Em entrevista coletiva, o prefeito de Belo Horizonte voltou a ser sincero e desfechou: “acidentes como este acontecem". Imediatamente, recordei da postura de Rudolph Giuliani durante a tragédia de 11 de setembro que abalou a cidade que governava. O então prefeito de Nova York varou a noite em vigília com os familiares das vítimas que aguardavam notícias de seus entes queridos, compareceu ao enterro de cada pessoa morta em serviço na cidade e comandou, pessoalmente, cada ação de reconstrução da confiança dos cidadãos nas autoridades públicas. Um republicano, conservador, de quem se espera mais frieza administrativa que de um socialista.
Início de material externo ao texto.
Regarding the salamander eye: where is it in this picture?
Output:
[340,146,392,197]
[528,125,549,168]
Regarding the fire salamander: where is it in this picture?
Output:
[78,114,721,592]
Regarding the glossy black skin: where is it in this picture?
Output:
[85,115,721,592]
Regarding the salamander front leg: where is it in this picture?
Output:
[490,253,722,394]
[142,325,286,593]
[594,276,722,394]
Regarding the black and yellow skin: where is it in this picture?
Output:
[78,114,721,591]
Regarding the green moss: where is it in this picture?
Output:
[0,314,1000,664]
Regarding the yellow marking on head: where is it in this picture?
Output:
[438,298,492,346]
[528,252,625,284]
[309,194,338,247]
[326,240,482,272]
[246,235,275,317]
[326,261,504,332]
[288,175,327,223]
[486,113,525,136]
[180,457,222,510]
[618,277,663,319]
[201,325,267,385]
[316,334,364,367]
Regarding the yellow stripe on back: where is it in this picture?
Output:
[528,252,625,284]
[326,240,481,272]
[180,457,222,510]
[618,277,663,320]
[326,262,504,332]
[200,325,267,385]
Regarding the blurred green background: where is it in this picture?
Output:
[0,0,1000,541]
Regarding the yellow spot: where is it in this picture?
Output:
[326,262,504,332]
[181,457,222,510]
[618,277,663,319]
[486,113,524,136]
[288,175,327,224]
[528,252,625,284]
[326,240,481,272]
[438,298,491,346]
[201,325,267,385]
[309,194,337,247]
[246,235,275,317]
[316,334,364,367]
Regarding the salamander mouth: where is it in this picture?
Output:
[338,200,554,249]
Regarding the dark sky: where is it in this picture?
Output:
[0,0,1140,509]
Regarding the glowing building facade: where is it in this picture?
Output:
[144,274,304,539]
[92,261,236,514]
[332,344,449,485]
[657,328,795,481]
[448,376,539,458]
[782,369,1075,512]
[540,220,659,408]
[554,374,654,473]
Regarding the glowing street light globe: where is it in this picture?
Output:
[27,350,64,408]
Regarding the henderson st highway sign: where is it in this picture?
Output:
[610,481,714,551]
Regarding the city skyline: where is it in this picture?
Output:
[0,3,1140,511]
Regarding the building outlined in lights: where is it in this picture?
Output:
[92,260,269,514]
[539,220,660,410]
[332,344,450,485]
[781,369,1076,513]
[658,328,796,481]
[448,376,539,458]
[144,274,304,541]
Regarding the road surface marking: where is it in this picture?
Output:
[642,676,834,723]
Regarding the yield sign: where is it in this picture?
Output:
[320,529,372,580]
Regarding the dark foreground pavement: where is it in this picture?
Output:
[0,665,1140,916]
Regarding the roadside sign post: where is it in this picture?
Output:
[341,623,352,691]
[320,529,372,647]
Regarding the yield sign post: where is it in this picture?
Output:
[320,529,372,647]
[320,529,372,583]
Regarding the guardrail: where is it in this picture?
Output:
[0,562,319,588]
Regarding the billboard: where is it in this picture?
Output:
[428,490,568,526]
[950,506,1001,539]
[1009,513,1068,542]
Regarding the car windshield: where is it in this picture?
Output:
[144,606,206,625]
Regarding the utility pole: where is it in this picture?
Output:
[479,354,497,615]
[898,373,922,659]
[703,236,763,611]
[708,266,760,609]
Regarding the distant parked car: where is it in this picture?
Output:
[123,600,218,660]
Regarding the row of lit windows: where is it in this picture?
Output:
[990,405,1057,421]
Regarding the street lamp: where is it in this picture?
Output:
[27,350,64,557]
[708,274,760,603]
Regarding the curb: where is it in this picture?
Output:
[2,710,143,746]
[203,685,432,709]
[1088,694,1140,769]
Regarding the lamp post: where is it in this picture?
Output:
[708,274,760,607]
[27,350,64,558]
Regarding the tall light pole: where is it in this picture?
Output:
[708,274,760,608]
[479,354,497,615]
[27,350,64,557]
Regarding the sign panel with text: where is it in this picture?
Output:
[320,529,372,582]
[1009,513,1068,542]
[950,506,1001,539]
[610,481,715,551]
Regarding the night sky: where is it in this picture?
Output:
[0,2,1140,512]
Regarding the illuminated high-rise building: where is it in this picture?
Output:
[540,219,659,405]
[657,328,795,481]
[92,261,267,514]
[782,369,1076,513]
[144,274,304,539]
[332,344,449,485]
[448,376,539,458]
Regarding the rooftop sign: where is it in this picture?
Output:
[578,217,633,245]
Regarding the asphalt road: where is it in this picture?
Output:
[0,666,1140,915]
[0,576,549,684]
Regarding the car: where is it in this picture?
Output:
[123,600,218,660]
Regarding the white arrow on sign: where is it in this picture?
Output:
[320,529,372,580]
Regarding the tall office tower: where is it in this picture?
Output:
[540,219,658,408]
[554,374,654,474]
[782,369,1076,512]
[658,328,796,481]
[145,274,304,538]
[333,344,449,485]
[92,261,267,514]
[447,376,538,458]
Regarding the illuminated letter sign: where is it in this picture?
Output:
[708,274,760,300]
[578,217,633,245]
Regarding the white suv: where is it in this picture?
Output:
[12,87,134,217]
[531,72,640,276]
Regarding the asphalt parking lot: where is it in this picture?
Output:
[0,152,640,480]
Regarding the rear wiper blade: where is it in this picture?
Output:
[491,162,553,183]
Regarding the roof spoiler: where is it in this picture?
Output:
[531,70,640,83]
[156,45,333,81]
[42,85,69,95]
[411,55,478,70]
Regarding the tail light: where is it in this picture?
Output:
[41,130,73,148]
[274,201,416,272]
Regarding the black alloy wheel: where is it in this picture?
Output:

Fico imaginando se não se trata de uma filosofia muito mais nociva que a Black Bloc, esta indiferença com a destruição de um patrimônio público que ceifou a vida de dois trabalhadores da cidade que é governada por alguém que considera que tragédias como esta acontecem.
O jogo do Brasil contra a Colômbia transcorria e eu me deixava levar para esquecer, por algumas horas, esta ausência de alma daquele que governa a cidade onde resido. Para os que professam uma religião, esta ausência de alma e humanidade transtorna ainda mais, mas imagino que não seja diferente para ateus humanistas (até mesmo os existencialistas, como ensinou Sartre). Até que Zuñiga decide atropelar a coluna de Neymar. O juiz não deu cartão. O jogo transcorreu normalmente. Uma frieza técnica que não condiz com a ética. Lembro-me de uma história envolvendo Garrincha, num jogo amistoso na Europa, que inaugurou um ato que redefiniu os limites da disputa no futebol. Percebendo um jogador adversário se contorcendo no gramado, jogou a bola pela lateral para que seu oponente fosse atendido. O estádio, em pé, aplaudiu por vários minutos o gesto de Garrincha, nossa estrela solitária.
O que faz, afinal, parte da grande imprensa ser tão defensora do bem material ao atacar as práticas Black Bloc e ser tão racional e “equilibrada” quando patrimônio público é destruído numa capital brasileira? Qual o critério para passar do sensacionalismo emocional do ataque BB ou a morte do jornalista da Band no início deste ano (durante um dos tantos protestos no Rio de Janeiro) e se escudar no profissionalismo anódino para cobrir uma tragédia que matou duas pessoas ou a irresponsabilidade de um jogador que fratura a vértebra de seu adversário? Interesses comerciais? Interesses políticos? Pode ser. Mas avalio que há algo mais grave. Desumanização. Os valores parecem contar pouco. A ideia de espécie parece conter o riso de quem a considera ingênua num mundo que se devora.
A grande imprensa vem perdendo sua capacidade de formar opinião de massas nestes primeiros anos deste novo século. Quando me deparo com algumas das reações de parte da imprensa, não tenho como conter o sentimento de alívio. Não há ainda algo que substitua o nobre papel que um dia ela desempenhou. Mas diminuir a proliferação da frieza calculista e utilitarista já é um ganho para a humanidade.